“Will we use iPhones in 20 years? …Who knows. But in 20 years, people will still drink Dom Perignon.” – Antoine Arnault, Director at LVMH (Louis Vuitton Moët Hennessy)
In today’s marketplace luxury brands are faced with levels of unprecedented disruption, due in no small part to the ever-rising wave of technology and its collision with media. Forced into taking the initiative, today’s luxury brands have to face the reality that even formerly successful approaches may suffer from continually diminishing returns. To stand out in the modern Luxury panorama – one in which Apple command just as much prestige as Prada – brands are now required to think as market disrupters. One way of doing this is focus on human behaviour on a micro-level.
Traditionally, marketers have defined consumers by attributes such as age, race or marital status. However, these consumers rarely make buying decisions based around what the ‘average’ customer in their category may do, and instead often purchase products or services because they find themselves with a problem they need solving. If brands are able to refocus their efforts on finding out their target consumers’ social, emotional or functional needs, they can then start to create products and services that genuinely become solutions.
This framework does not narrow innovation to the latest technology or trend. Instead, it sets its roots firmly in evaluating the circumstances that arise in consumers’ lives, and in defining their actual needs. Innovation should not simply be a buzzword that describes shiny new technology, but instead mean taking the latest technologies and using them to genuinely streamline the customer or user experience.
This offers today’s Luxury brands a map to navigate to survival and even success. Looking at how the next generation of their consumers behaves, brands can focus in on friction and pain points in their overall experience, allowing them to become the solution to problems luxury consumers didn’t know they had.
Many modern luxury brands have embraced this new ethos and all have found the benefits of staying close to their customers.
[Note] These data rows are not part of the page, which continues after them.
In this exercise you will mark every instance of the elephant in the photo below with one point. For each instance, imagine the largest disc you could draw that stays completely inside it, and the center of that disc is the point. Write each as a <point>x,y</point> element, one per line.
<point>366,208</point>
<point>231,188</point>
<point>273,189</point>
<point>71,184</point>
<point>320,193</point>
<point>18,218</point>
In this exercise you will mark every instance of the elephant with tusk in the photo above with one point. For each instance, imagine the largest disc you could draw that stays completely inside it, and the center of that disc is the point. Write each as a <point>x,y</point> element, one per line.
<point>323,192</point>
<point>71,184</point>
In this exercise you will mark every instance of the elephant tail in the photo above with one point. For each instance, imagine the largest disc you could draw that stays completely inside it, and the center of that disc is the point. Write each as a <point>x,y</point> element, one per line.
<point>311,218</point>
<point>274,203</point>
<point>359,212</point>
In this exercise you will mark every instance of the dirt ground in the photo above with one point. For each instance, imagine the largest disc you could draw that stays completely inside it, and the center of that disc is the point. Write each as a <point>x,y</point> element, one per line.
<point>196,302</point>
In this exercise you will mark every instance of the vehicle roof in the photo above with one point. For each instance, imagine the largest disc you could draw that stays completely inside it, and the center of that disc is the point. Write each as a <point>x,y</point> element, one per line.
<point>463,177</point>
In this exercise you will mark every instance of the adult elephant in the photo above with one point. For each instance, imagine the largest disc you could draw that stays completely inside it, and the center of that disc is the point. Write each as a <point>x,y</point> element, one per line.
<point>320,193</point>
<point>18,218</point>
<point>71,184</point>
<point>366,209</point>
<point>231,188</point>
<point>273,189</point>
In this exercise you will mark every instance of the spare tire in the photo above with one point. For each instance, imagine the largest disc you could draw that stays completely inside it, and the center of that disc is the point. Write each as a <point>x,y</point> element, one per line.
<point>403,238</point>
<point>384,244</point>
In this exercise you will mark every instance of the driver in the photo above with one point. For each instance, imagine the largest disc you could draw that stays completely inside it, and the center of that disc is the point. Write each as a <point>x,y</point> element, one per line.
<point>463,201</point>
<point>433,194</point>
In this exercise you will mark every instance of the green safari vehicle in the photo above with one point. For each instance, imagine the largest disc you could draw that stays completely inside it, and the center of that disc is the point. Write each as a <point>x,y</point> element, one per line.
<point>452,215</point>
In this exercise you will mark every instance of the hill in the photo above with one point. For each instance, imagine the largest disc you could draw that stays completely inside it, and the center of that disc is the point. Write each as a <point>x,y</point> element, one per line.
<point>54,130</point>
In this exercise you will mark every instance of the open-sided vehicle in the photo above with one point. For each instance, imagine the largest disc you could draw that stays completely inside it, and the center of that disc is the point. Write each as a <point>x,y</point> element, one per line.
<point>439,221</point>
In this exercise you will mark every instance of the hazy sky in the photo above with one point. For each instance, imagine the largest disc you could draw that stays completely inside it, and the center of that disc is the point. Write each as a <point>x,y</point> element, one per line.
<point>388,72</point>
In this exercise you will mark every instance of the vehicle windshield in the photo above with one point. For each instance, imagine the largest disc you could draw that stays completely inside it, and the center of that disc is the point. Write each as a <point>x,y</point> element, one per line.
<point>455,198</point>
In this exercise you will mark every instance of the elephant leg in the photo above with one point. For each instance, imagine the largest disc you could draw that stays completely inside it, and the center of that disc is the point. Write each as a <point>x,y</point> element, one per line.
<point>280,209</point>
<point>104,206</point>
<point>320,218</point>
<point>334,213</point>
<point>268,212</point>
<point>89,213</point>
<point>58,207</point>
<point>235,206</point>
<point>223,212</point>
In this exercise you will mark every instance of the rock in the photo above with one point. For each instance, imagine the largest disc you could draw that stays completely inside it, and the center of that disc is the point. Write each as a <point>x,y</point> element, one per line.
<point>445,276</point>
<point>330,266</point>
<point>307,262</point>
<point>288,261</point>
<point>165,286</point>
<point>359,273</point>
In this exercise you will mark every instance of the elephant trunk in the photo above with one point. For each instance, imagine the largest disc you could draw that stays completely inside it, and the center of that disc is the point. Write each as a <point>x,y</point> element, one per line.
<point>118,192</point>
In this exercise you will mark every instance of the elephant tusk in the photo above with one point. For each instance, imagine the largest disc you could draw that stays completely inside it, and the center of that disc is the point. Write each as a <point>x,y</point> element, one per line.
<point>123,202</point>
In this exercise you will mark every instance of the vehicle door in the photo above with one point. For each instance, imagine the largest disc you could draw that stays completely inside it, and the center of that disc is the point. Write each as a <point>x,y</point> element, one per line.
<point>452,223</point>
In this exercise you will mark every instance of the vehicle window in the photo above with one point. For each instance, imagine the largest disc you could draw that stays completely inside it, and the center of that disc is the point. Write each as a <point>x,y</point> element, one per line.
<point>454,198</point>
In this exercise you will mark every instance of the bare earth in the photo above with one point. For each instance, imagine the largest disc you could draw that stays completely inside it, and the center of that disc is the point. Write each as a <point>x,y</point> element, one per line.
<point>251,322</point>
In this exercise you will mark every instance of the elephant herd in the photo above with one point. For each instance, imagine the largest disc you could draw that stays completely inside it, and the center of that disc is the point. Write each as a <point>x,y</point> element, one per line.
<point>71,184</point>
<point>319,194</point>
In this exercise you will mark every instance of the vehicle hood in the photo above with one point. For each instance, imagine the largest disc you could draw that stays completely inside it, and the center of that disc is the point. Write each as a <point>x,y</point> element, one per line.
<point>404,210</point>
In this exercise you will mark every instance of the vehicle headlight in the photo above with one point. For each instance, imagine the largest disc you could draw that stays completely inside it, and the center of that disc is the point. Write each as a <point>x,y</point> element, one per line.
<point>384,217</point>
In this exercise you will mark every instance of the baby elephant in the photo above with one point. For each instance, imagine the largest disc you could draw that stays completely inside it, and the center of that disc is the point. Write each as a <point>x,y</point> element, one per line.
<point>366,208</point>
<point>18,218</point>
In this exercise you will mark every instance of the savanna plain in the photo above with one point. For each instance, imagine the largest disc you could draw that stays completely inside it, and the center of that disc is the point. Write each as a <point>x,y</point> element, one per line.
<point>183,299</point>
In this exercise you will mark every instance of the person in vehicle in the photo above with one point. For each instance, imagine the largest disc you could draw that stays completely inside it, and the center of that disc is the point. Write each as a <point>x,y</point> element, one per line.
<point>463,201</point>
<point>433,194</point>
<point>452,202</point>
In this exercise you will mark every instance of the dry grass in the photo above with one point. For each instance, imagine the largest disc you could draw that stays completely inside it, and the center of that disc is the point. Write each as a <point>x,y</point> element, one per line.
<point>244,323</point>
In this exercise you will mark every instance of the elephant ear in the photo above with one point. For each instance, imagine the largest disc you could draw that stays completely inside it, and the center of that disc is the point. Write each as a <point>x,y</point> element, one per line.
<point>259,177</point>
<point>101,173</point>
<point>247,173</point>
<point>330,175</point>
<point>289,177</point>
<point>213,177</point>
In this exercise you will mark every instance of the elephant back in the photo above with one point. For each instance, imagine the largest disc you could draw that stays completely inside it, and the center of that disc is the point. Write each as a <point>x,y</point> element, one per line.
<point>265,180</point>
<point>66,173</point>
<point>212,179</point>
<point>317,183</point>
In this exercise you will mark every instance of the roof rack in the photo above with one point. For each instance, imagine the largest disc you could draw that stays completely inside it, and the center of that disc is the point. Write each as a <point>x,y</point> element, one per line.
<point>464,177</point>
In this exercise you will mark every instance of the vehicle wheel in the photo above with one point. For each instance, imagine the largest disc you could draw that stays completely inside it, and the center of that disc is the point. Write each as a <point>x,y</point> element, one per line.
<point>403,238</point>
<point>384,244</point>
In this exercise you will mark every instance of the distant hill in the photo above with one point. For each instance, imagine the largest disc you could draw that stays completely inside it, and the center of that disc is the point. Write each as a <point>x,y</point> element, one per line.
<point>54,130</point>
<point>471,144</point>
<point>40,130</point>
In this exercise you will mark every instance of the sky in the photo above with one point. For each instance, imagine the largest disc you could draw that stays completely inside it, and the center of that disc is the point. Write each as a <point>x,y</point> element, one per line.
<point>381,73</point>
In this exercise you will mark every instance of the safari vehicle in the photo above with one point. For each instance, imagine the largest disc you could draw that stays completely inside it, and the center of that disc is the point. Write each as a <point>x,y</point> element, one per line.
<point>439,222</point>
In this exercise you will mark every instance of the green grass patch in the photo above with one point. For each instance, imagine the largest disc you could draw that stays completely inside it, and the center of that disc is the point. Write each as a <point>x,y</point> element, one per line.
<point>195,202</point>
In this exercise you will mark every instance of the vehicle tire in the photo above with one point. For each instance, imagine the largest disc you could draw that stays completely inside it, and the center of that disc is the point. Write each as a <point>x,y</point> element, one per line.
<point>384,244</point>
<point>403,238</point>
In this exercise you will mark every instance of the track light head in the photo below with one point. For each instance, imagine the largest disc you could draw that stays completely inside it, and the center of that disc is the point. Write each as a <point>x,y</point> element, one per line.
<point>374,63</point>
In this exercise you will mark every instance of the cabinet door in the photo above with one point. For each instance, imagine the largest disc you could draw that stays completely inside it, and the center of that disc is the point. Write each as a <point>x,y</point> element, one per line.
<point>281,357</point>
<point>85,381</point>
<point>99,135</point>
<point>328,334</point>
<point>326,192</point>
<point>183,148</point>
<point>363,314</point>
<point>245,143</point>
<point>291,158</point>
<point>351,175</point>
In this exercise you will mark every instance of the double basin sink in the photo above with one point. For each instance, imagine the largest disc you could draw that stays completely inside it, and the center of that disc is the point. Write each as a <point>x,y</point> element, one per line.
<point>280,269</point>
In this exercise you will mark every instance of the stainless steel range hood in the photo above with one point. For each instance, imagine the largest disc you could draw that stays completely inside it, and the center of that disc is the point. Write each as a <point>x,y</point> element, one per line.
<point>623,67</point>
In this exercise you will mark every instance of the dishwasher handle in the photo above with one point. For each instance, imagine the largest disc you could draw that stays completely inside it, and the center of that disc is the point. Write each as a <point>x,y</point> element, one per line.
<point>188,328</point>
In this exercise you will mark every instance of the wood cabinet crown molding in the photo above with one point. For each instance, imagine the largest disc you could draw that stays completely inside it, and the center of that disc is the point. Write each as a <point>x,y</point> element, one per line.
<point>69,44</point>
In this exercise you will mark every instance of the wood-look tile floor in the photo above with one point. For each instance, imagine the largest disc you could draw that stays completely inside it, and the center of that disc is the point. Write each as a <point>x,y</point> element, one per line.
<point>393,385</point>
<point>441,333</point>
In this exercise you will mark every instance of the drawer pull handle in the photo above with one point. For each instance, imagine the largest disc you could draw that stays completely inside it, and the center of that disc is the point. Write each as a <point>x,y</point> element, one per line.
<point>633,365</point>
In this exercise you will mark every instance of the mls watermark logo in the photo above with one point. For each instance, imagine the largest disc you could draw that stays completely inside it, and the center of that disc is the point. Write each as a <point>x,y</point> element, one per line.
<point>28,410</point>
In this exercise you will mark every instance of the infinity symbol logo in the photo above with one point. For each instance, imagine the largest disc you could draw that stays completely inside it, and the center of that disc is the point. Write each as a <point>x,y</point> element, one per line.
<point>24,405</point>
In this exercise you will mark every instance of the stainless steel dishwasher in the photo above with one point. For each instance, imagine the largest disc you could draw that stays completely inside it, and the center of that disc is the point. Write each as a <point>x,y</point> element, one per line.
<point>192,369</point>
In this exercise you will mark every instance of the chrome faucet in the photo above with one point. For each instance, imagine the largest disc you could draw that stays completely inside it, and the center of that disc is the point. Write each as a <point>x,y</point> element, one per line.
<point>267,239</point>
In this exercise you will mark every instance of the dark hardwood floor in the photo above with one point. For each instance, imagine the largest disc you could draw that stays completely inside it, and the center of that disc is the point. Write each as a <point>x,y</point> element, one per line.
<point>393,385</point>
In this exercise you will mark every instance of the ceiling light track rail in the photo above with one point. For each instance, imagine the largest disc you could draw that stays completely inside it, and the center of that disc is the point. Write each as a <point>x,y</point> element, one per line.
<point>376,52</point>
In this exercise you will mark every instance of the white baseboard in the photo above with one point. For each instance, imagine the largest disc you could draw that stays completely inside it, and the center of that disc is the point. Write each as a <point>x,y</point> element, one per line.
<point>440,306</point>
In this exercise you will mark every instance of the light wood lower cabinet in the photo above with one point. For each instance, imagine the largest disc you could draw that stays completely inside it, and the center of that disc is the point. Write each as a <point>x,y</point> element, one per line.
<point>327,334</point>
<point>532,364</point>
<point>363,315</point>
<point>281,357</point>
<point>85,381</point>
Uber’s ‘Lux’ service removed roadblocks from luxury consumers’ chauffeur-booking experience not only in convenience of use but also in quality of service, enabling the company to become the world’s most valuable tech startup. Meanwhile, online luxury fashion marketplace FarFetch allowed far easier access to a wide range of little known designers for a fashion conscious audience, leading to it earning the status of a Unicorn company (a start-up company whose valuation has exceeded $1 billion dollars) in May 2015.
Indeed, today’s market disruptors seem determined to search out deeper and more informed relationships with their consumers in order to reap the benefits. For the luxury market, this is the key to success. New technologies certainly facilitate a huge variety of opportunities for disruption, but ultimately what allows a luxury brand to cut through the noise is a deep understanding of the needs of the people they are trying to reach.